But they let momma sit there with no steak either - that’s messed up


----------



## Black Ambrosia (Jul 22, 2022)

Where’s the part where he asks for the manager? It’s hard to believe a manager would let two people sit without their food while the server acts shady.


----------



## Evolving78 (Jul 22, 2022)

I won’t judge the man. The restaurant needs to make it right.


----------



## Evolving78 (Jul 22, 2022)

Black Ambrosia said:


> Where’s the part where he asks for the manager? It’s hard to believe a manager would let two people sit without their food while the server acts shady.


Yeah the math doesn’t add up. I have a bunch of questions.
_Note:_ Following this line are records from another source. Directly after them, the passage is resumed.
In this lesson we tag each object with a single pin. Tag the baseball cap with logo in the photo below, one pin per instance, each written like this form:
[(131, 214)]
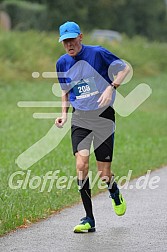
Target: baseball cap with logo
[(69, 30)]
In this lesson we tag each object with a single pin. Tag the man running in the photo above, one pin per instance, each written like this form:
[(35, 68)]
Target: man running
[(89, 76)]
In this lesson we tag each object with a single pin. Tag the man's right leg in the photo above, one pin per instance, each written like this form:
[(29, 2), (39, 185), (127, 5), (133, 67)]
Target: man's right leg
[(82, 163), (81, 142)]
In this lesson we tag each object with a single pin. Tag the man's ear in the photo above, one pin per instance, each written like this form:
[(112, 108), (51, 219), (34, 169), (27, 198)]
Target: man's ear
[(81, 36)]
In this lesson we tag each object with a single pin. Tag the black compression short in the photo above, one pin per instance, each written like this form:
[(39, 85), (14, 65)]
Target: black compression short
[(95, 127)]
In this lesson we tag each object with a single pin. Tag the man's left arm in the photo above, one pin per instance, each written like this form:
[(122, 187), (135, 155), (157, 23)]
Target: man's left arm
[(106, 96)]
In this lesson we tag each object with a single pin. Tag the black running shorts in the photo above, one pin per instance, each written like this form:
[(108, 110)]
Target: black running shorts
[(94, 127)]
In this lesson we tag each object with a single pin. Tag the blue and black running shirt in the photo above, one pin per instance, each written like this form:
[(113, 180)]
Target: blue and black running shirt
[(87, 75)]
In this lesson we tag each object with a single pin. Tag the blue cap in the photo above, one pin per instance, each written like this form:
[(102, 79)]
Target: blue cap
[(69, 30)]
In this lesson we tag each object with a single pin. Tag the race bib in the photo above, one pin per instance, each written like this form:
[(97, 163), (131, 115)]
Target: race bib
[(85, 88)]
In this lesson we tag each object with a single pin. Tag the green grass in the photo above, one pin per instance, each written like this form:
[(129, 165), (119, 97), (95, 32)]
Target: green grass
[(141, 138)]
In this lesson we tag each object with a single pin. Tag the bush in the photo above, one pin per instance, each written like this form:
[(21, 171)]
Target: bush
[(25, 16)]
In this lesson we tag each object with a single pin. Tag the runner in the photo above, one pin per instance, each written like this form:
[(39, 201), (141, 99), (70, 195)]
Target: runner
[(89, 76)]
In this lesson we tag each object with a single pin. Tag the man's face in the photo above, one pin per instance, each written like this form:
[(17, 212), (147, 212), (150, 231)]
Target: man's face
[(73, 45)]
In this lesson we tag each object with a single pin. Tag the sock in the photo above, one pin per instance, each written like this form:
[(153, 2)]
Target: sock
[(114, 192), (86, 196)]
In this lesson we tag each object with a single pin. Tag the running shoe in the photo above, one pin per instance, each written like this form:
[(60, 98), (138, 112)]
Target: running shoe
[(121, 208), (86, 225)]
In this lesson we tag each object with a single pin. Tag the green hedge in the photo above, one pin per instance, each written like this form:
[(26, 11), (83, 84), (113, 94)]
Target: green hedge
[(25, 16)]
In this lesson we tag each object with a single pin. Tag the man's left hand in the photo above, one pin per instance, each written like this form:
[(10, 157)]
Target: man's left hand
[(106, 97)]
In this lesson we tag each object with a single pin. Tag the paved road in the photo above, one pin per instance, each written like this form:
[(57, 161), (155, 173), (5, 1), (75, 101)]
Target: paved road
[(143, 228)]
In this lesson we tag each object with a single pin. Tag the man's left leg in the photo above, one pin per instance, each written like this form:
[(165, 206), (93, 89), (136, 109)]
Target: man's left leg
[(118, 202)]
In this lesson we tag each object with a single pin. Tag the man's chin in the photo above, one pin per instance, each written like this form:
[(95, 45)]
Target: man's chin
[(72, 54)]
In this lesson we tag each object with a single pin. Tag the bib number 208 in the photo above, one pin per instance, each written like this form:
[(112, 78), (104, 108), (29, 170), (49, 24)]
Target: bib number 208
[(84, 89)]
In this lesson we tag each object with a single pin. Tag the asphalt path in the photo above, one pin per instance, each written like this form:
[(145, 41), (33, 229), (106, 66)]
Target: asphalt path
[(142, 228)]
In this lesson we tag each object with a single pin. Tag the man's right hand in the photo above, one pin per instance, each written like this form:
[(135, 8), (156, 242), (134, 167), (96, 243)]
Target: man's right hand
[(60, 121)]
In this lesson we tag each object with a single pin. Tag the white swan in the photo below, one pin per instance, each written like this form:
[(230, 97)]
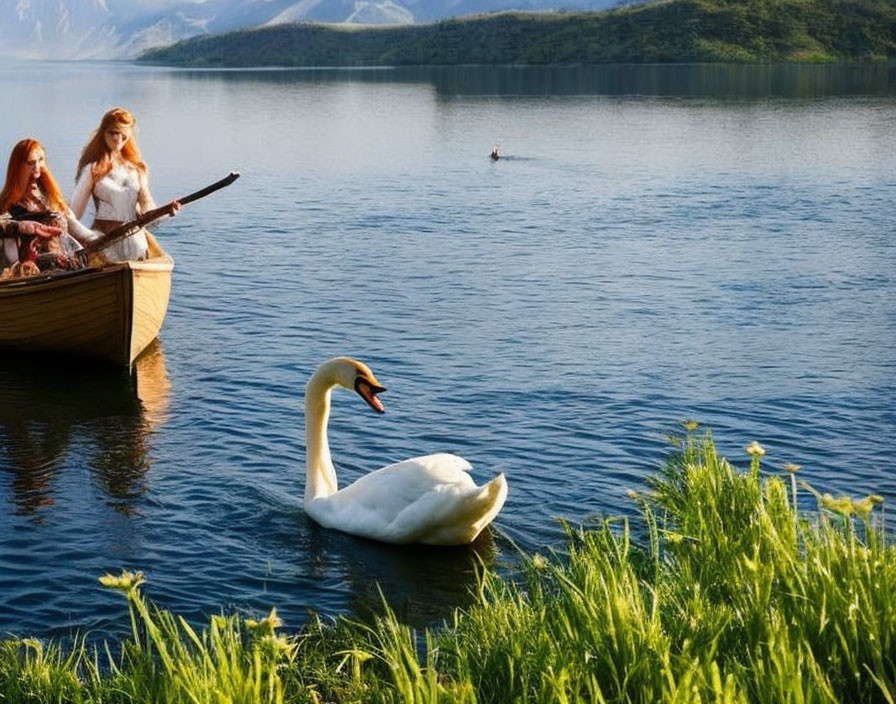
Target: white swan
[(429, 499)]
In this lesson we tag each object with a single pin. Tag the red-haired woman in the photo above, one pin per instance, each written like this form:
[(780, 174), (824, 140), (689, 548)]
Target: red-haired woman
[(112, 171), (30, 193)]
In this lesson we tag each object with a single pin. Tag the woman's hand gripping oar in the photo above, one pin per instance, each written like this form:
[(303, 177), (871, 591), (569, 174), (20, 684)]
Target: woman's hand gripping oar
[(129, 228)]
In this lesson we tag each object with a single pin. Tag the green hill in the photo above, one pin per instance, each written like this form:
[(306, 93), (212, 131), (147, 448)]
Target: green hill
[(665, 31)]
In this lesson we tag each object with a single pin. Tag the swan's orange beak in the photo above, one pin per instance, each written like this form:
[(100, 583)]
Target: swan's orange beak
[(368, 390)]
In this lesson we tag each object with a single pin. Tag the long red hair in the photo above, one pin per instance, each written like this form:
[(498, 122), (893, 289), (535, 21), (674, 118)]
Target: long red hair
[(97, 153), (17, 177)]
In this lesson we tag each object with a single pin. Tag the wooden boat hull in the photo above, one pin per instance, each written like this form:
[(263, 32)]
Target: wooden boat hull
[(109, 314)]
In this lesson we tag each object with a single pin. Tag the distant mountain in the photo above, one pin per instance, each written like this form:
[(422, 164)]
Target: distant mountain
[(660, 31), (122, 29)]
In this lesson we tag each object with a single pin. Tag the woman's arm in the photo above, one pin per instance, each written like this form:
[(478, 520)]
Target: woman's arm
[(82, 192), (145, 201)]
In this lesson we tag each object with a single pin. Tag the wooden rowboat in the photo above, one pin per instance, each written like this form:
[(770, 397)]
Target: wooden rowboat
[(108, 313)]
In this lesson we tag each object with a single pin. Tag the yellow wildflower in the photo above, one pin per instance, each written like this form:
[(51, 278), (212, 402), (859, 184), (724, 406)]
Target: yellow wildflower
[(124, 582), (754, 449)]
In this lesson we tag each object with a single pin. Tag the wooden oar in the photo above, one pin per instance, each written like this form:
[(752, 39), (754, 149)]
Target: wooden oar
[(129, 228)]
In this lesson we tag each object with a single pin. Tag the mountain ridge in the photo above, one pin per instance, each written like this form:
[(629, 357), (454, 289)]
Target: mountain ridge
[(123, 29), (660, 31)]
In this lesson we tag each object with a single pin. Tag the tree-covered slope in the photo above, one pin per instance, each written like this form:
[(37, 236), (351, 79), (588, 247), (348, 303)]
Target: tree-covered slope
[(665, 31)]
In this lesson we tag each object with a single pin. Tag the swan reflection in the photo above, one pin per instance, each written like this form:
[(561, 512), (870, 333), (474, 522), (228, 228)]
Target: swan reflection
[(58, 415), (421, 584)]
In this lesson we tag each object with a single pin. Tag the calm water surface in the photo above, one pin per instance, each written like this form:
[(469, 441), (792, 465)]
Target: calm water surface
[(659, 244)]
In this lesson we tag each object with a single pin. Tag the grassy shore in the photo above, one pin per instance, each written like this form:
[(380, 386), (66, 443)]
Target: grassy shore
[(732, 596)]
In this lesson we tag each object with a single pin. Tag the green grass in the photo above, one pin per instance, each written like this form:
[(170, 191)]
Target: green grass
[(728, 595)]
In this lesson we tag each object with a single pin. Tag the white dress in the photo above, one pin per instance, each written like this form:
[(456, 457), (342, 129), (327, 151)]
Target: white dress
[(121, 195)]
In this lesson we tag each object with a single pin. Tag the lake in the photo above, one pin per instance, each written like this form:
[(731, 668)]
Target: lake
[(658, 244)]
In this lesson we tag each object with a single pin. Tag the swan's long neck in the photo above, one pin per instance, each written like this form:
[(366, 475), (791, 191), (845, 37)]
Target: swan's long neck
[(320, 477)]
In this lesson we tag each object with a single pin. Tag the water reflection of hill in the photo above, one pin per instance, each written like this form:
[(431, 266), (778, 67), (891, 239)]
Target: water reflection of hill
[(51, 408), (700, 80)]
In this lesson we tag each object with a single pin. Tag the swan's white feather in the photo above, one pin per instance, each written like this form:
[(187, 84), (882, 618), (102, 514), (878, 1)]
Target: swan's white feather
[(429, 499)]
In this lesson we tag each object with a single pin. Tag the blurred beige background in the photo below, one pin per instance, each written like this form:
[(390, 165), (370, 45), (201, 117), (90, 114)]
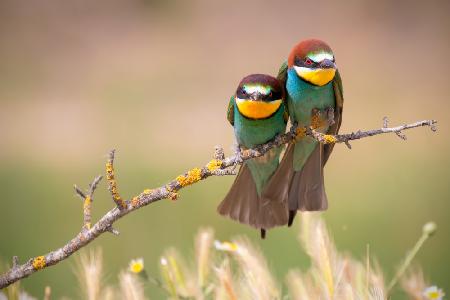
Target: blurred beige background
[(153, 78)]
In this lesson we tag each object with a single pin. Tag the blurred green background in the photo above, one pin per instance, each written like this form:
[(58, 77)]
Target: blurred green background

But if he didn’t receive any food and was purposely served a hot plate of nothing, then he needs some justice. His family is a hot mess for allowing that to go down as well.


----------



## lavaflow99 (Jul 22, 2022)

This has to be a spoof.  From the Onion maybe?  How did the whole table let this go on?


----------



## SoniT (Jul 22, 2022)

That is weird. So he just sat there after getting a hot plate sprinkled with parsley? He didn't ask for the manager? And the mother only got a salad. Did she ask what happened to her steak? There are details missing from the article.


----------



## Iwanthealthyhair67 (Jul 22, 2022)

I wasn't staying there party or not.


----------



## King of Sorrow (Jul 22, 2022)

awhyley said:


> I really have no words for this.  An empty plate?  Did they really think that they would get away with this in 2022?



Right?! Is this cheaper and more effective than traditional marketing methods?


----------



## Ganjababy (Jul 28, 2022)

‘You’re probably used to a loud sizzle with your hot plate, but ours is silent. Enjoy.’ I read this in a beachy nasally gay voice


----------